さらなる進化を果たしたカスタマーモータースポーツ車両のGRスープラGT4エボが発売。ブレーキ性能やハンドリング、エンジン性能のいっそうの向上を図る
TOYOTA GAZOO Racing(TGR)は2022年10月28日、2023年シーズンに向けたカスタマーモータースポーツ車両のGRスープラGT4エボ(GR Supra GT4 EVO)を発売した。車両価格は税抜きで18万6000ユーロ(約2740万円)に設定。各地域における車両の販売およびカスタマーサポート(スペア部品の販売や技術サポート)は、従来と同様、欧州でTOYOTA GAZOO Racing Europe、北米でTRD U.S.A.、日本・アジアでトヨタカスタマイジング&ディベロップメントが担当する。
GRスープラGT4は、シーズンフル参戦を果たした2020年以降、50台を超える車両が世界中のレースに参戦し、これまでに11の国や地域のGT4シリーズ戦および国際レースで勝利を獲得。本年の8月には、記念すべき50回目のクラス優勝を成し遂げている。
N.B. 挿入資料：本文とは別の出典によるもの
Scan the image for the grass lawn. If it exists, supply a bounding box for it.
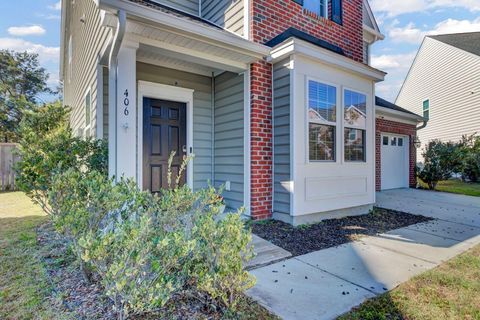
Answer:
[339,246,480,320]
[0,192,278,320]
[418,179,480,197]
[0,192,68,319]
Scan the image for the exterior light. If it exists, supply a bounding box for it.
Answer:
[413,136,422,149]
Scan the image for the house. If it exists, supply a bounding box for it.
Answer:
[396,32,480,158]
[61,0,424,224]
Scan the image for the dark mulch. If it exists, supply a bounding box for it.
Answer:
[251,208,432,256]
[37,224,277,320]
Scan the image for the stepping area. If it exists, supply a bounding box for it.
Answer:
[248,189,480,320]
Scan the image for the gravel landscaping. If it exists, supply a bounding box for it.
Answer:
[251,208,432,256]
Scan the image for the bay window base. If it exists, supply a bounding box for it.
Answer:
[273,204,373,227]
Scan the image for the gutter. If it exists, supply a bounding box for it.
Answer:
[108,10,127,177]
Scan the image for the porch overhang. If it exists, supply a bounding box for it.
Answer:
[269,37,386,82]
[97,0,270,72]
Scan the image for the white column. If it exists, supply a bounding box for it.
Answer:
[112,41,141,179]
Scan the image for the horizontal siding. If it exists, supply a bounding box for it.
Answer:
[202,0,244,35]
[61,0,111,136]
[396,38,480,159]
[137,63,213,190]
[214,72,244,209]
[153,0,200,15]
[273,61,291,214]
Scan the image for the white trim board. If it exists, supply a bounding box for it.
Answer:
[137,80,195,189]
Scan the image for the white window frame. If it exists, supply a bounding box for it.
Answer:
[302,0,328,19]
[83,87,92,138]
[304,77,343,163]
[341,86,373,164]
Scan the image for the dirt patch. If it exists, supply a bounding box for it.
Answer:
[251,208,432,256]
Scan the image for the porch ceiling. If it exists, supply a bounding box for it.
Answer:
[126,20,258,72]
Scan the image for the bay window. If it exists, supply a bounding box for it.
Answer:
[307,80,337,161]
[343,89,367,162]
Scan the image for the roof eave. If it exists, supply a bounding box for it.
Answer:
[96,0,270,59]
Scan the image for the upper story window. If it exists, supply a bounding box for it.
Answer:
[423,99,430,120]
[343,89,367,162]
[308,80,337,161]
[303,0,328,18]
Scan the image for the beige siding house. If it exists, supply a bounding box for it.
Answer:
[396,32,480,161]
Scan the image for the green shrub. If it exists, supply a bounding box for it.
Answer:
[50,154,254,319]
[16,103,108,214]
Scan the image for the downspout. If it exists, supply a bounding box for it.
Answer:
[108,10,127,177]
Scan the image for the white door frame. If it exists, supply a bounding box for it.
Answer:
[380,132,410,190]
[137,80,194,189]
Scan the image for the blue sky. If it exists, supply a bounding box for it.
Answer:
[0,0,480,101]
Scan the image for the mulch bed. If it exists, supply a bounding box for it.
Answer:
[37,223,274,320]
[251,208,432,256]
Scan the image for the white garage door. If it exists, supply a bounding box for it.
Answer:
[380,133,409,190]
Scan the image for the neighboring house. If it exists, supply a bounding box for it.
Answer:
[396,32,480,159]
[61,0,424,224]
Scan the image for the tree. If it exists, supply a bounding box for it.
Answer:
[0,50,53,142]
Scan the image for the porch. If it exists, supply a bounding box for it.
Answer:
[99,8,268,214]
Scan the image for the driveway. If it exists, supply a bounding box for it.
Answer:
[248,189,480,320]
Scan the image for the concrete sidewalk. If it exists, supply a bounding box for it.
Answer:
[248,190,480,320]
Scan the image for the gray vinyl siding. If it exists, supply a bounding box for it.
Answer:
[103,67,108,141]
[202,0,244,35]
[214,72,244,209]
[61,0,111,136]
[153,0,200,16]
[137,62,213,190]
[396,38,480,161]
[273,60,291,214]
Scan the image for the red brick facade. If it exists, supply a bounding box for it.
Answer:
[375,118,417,191]
[250,0,363,219]
[250,0,363,62]
[250,61,273,219]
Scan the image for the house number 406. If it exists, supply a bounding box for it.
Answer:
[123,89,130,116]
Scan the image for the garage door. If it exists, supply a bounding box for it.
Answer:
[380,134,409,190]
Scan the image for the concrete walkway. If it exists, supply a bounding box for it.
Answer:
[248,190,480,320]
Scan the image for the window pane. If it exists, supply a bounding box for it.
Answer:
[308,123,335,161]
[308,80,337,123]
[383,137,388,146]
[345,128,365,161]
[344,90,367,128]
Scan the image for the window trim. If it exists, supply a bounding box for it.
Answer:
[303,76,343,164]
[341,86,368,164]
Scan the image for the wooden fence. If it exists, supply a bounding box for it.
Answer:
[0,143,18,191]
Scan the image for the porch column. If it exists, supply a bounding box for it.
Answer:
[250,61,273,220]
[109,41,141,180]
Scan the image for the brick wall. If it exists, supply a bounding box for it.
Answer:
[250,0,363,62]
[375,118,417,191]
[250,61,273,220]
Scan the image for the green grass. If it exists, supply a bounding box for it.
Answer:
[418,179,480,197]
[0,192,67,319]
[339,246,480,320]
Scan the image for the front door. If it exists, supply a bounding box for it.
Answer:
[143,98,187,193]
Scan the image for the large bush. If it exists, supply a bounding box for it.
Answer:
[16,103,108,214]
[50,154,254,319]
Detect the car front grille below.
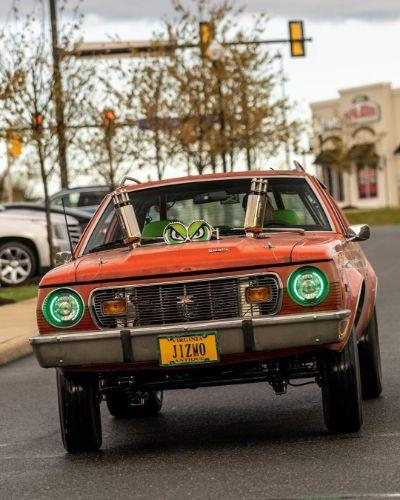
[91,274,281,328]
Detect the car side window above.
[77,191,106,207]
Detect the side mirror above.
[55,251,72,266]
[347,224,371,241]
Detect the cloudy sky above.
[0,0,400,175]
[72,0,400,114]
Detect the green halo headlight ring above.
[287,266,329,306]
[42,288,85,328]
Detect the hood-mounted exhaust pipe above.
[111,188,142,248]
[244,177,268,238]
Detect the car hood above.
[41,233,340,286]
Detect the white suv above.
[0,206,81,286]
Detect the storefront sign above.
[344,96,381,124]
[317,116,341,132]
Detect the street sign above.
[73,40,176,58]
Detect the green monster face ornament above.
[163,220,213,245]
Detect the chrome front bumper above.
[29,309,351,368]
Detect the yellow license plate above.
[158,332,219,366]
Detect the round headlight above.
[287,267,329,306]
[42,289,84,328]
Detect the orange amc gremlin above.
[30,168,382,452]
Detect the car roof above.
[122,170,314,191]
[51,184,111,198]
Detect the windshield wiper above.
[261,227,306,234]
[88,239,124,253]
[231,227,306,234]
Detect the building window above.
[357,164,378,199]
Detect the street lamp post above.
[208,40,228,173]
[49,0,68,188]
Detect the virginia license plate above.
[158,332,219,366]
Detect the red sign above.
[344,96,381,124]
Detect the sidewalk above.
[0,299,37,365]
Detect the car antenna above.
[61,196,75,260]
[293,160,305,172]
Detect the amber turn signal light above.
[246,286,272,304]
[103,299,126,316]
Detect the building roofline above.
[339,82,392,95]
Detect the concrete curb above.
[0,299,37,366]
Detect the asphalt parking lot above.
[0,226,400,500]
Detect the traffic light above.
[8,132,22,158]
[289,21,306,57]
[104,109,117,125]
[103,109,117,139]
[32,113,44,134]
[199,21,214,58]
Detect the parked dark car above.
[47,186,111,213]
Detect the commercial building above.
[311,83,400,208]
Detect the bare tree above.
[0,1,90,263]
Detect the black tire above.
[358,309,382,399]
[322,331,362,433]
[0,240,38,287]
[106,389,164,418]
[57,370,102,453]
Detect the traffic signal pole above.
[49,0,68,188]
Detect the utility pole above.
[49,0,68,188]
[278,52,290,170]
[6,140,14,203]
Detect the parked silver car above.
[0,205,82,286]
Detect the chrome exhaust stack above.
[111,188,142,248]
[244,177,268,238]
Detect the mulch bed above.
[0,297,15,306]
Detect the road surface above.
[0,226,400,500]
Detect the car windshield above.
[85,177,332,253]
今回の改良では、TGRのエンジニアが世界中のレース現場へ赴き、GRスープラGT4を使用するレーシングチームやドライバーから直接、レースという極限状態でしか得られない貴重な情報を集め、それをフィードバック。そして、詳細な評価結果に基づき、ブレーキ、ハンドリング、エンジンの3つのポイントに重点を置いて、GRスープラGT4エボの開発を推し進めた。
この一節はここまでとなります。